Gabrielle "Coco" Chanel. A fashion icon and the designer behind one of the world's most celebrated fashion houses. Her name alone conjures up the definition of style and the standard with which many measure outstanding elegance. Today, a retrospective pays homage to the woman who built the house of Chanel, which still stands strong today and continues to set the bar for many contemporaries.

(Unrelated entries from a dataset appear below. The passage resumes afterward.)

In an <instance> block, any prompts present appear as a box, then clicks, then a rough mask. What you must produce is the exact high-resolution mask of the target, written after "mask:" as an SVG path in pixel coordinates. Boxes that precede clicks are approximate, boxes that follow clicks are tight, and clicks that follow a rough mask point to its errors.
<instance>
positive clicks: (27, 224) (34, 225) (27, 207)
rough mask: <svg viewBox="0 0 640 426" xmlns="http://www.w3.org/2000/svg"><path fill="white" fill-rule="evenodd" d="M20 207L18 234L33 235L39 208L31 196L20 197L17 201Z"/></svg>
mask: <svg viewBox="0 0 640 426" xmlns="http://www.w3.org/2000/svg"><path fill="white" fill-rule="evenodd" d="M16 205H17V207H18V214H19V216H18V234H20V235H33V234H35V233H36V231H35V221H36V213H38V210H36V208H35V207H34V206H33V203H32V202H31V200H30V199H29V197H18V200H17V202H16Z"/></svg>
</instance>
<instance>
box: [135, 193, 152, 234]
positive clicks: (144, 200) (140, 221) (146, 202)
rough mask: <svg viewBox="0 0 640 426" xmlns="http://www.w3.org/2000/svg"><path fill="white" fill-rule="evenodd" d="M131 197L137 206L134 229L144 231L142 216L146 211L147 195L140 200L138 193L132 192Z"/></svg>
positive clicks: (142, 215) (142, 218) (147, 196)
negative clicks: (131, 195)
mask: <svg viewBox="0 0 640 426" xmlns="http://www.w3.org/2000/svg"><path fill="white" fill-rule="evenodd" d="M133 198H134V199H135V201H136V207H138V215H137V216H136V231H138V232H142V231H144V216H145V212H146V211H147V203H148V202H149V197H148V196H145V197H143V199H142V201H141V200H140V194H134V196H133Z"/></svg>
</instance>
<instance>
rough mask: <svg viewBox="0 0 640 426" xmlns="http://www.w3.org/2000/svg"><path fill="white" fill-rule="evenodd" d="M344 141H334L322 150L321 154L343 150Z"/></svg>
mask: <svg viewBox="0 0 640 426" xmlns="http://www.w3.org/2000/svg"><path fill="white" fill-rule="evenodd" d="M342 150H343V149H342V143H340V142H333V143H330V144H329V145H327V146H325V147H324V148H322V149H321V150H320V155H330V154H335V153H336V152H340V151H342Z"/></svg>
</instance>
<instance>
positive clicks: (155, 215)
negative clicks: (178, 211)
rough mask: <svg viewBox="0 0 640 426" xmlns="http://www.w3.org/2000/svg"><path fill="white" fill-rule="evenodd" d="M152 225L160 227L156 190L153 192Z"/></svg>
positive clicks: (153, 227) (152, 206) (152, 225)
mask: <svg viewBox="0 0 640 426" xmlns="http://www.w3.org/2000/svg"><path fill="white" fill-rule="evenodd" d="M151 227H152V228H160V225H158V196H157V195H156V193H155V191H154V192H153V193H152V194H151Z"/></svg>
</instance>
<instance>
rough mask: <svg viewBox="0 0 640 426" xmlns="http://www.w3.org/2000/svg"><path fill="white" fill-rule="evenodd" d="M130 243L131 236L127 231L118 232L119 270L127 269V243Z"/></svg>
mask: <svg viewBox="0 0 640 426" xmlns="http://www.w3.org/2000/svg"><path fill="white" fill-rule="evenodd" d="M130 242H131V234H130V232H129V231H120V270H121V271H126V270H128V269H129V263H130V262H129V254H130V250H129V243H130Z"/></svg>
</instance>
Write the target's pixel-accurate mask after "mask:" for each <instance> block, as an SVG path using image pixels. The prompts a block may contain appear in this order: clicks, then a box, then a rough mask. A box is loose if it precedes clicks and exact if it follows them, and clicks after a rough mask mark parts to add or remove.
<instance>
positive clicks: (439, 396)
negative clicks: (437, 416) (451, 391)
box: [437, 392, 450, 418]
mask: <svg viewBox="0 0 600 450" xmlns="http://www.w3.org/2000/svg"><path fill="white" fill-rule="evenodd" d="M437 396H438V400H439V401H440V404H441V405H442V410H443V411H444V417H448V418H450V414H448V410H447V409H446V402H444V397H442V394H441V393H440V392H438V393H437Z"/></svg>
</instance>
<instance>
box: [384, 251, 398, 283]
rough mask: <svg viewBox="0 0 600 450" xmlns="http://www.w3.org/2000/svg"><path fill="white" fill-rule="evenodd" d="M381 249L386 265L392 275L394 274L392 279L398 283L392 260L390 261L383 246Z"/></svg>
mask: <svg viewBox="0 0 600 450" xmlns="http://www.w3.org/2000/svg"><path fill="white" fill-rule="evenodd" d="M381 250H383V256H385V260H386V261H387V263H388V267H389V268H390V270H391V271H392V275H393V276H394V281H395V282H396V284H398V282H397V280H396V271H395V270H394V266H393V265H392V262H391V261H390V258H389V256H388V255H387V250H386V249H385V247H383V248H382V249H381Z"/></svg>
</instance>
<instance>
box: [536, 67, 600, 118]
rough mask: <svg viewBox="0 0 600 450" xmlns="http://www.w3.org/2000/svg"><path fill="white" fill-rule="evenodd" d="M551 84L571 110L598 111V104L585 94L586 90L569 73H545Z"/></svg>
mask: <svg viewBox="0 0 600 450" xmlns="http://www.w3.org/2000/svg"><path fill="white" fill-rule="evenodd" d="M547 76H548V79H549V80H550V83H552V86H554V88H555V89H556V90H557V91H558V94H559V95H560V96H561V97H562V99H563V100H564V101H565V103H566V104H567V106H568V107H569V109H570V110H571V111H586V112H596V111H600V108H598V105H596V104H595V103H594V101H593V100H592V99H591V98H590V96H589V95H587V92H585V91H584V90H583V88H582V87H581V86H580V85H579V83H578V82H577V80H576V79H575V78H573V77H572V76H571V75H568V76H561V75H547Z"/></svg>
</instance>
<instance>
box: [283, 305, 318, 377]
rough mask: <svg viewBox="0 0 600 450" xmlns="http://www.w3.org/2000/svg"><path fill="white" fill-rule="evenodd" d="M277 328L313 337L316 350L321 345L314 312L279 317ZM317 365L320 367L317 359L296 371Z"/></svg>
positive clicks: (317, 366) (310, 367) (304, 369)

Palais Galliera, Paris's fashion museum, is putting on a fashion show like no other. Gabrielle Chanel, Manifeste de Mode, is an art exhibition that celebrates the mother of fashion, with her early nautical designs to her little black dresses that are to this day used as a blueprint to many couture collections being showcased. The house's iconic perfume, Chanel Nº5, has a room dedicated to its many faces with Marilyn Monroe's voice on a loop overheard famously declaring that it is the only thing she wears to bed, while a wall showcases Chanel's classic 2.55 bag. This exhibition is a celebration of a woman who not only changed fashion during her time but who continues to influence it now, ironically disproving the designer herself who once declared, "Working, creating incessantly, always inventing, doing, in a few words, our craft that has nothing to do with eternity."
From her famous tweed suits to extravagant costume jewellery, this retrospective is at once a voyage back in fashion history as well as a walk through styles and designs that clearly influence today's trends. The exhibited dresses are breathtaking in not only the care in detail paid to their creations but also how timeless they really are. The show starts with Chanel's Roaring Twenties designs taking the audience back to drop waist dresses and flapper dresses before sailing through her seaside chic collections and all the way to her spring/summer 1971 collection, her last.

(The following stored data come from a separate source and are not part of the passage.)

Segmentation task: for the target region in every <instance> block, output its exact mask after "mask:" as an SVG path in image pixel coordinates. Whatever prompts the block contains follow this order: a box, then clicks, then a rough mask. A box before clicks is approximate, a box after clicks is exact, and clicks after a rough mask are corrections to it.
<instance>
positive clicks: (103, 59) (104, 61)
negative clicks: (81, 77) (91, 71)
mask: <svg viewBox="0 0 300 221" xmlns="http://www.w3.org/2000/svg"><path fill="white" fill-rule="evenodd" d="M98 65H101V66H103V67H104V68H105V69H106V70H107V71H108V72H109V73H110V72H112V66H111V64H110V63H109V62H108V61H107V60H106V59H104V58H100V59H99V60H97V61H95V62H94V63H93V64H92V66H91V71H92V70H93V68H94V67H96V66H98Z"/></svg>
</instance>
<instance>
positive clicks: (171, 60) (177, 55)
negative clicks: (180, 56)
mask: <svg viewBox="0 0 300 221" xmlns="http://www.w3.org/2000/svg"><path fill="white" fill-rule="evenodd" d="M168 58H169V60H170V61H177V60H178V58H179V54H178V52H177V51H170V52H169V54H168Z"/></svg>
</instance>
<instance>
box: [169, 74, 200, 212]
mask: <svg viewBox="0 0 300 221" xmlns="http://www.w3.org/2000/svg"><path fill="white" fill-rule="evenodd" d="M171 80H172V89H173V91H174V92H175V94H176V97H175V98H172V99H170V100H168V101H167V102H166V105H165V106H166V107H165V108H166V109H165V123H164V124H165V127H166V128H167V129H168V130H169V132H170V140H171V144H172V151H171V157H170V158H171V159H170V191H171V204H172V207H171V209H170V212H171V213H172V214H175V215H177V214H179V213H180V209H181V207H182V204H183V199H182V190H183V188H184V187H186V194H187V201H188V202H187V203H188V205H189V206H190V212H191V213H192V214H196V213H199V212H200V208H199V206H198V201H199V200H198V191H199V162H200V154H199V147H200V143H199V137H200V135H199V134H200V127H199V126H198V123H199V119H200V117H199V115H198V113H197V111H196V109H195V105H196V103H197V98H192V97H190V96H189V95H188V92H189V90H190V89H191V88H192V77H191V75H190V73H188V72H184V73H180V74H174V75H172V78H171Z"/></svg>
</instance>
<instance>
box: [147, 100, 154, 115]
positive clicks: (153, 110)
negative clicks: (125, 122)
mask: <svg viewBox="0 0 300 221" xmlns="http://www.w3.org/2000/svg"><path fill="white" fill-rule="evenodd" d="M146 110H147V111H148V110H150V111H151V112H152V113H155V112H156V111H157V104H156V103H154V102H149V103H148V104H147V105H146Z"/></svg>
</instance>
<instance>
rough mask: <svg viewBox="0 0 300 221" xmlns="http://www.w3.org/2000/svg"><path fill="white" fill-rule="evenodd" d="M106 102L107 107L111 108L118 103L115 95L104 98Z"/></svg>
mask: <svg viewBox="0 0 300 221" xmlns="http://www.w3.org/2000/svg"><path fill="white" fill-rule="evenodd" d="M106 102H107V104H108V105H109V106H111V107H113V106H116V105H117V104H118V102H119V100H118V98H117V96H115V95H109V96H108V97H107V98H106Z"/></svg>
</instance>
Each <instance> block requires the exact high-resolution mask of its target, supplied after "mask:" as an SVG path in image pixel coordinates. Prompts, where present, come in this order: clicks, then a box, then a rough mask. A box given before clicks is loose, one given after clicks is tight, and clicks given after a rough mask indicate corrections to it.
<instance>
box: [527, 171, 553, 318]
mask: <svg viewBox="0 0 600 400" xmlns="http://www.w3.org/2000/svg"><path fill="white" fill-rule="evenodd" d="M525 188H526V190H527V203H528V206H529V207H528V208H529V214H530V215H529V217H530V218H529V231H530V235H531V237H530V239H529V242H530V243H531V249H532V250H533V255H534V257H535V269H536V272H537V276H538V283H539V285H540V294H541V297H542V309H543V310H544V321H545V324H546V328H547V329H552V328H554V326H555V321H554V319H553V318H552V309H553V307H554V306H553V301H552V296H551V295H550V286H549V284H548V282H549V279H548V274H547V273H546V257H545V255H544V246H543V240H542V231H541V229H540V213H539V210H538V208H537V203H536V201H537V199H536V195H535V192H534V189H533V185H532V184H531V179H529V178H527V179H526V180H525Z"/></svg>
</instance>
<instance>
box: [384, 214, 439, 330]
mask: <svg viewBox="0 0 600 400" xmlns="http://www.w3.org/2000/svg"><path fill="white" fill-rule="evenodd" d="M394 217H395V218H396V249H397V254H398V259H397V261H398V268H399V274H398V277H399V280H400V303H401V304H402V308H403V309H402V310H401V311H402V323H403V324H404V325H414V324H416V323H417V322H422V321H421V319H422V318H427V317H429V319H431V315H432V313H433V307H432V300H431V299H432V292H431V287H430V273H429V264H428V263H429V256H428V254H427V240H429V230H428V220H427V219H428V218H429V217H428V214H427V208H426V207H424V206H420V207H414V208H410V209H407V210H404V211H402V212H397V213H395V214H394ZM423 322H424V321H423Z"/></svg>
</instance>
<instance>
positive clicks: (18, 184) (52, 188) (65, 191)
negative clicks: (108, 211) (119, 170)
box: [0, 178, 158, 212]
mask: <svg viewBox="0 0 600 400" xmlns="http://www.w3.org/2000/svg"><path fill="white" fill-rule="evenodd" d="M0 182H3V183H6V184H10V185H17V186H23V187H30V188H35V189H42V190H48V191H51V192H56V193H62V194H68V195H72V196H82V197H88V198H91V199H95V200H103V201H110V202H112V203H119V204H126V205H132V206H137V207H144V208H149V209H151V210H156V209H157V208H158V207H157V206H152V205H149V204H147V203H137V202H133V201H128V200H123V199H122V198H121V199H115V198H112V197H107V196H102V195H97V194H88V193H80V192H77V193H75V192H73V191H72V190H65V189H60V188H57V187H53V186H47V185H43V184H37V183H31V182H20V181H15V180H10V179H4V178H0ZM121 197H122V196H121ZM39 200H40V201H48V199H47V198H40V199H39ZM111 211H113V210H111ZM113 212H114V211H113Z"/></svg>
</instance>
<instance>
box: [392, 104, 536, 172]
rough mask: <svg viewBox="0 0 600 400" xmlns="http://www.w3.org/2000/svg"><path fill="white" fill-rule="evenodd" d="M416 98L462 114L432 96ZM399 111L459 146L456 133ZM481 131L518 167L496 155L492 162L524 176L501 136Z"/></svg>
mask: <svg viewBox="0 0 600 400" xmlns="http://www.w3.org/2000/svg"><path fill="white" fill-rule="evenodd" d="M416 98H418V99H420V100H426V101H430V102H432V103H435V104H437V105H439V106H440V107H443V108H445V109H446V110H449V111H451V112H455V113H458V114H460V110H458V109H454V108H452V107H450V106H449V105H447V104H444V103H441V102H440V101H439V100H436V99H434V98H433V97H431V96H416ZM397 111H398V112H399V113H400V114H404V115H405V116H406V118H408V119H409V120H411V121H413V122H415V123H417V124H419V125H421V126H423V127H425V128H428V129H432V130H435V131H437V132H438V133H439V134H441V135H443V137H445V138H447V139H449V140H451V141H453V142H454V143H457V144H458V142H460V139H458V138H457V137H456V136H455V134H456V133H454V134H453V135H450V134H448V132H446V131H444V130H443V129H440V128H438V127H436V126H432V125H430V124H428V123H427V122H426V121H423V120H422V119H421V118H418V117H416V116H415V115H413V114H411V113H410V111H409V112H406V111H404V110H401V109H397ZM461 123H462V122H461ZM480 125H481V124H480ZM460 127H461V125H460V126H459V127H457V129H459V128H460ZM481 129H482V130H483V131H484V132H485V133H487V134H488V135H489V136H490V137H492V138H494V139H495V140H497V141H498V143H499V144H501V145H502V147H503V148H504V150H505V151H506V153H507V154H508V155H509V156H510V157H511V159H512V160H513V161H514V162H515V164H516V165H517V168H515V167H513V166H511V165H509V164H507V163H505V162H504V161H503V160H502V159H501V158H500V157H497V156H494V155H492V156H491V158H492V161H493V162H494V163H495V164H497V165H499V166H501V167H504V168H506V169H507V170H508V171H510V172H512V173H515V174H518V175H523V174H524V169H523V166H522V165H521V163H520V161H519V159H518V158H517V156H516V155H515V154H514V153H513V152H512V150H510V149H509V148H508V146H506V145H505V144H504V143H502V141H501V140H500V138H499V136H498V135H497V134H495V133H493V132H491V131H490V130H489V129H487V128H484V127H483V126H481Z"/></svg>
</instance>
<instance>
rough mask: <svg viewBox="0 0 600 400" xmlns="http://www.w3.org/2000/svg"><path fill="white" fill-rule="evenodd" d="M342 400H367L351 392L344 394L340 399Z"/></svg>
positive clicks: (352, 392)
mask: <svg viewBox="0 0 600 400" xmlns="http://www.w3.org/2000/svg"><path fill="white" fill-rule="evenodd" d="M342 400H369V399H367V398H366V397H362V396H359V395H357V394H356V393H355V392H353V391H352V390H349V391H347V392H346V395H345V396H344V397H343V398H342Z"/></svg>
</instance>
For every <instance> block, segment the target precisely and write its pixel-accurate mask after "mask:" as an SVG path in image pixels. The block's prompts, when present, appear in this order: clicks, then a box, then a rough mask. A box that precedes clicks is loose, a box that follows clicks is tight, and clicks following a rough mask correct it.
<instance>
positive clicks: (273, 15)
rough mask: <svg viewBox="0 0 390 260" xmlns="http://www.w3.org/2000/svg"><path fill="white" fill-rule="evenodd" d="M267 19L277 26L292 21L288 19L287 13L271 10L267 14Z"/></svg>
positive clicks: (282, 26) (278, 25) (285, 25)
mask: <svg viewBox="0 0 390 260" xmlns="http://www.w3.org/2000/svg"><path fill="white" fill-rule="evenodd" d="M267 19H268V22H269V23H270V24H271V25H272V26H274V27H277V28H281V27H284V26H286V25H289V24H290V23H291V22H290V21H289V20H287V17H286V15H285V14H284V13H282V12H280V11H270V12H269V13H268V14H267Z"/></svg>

The designer who prided herself on "making the dresses of dreams before cutting, trimming and removing, never adding" approached jewellery design quite differently though, and the museum has dedicated a space to her bejewelled creations, with the retrospective putting a spotlight on the pieces that adapted to and complemented Chanel's dresses while remaining a source of "amusement" as the designer always intended.
The retrospective is playing out until the 18th of July, 2021 and for any fashion historians and aficionados, there is arguably no better or a more fitting way to experience the fashion capital than taking in an exhibit at the fashion museum honouring France's most iconic designer.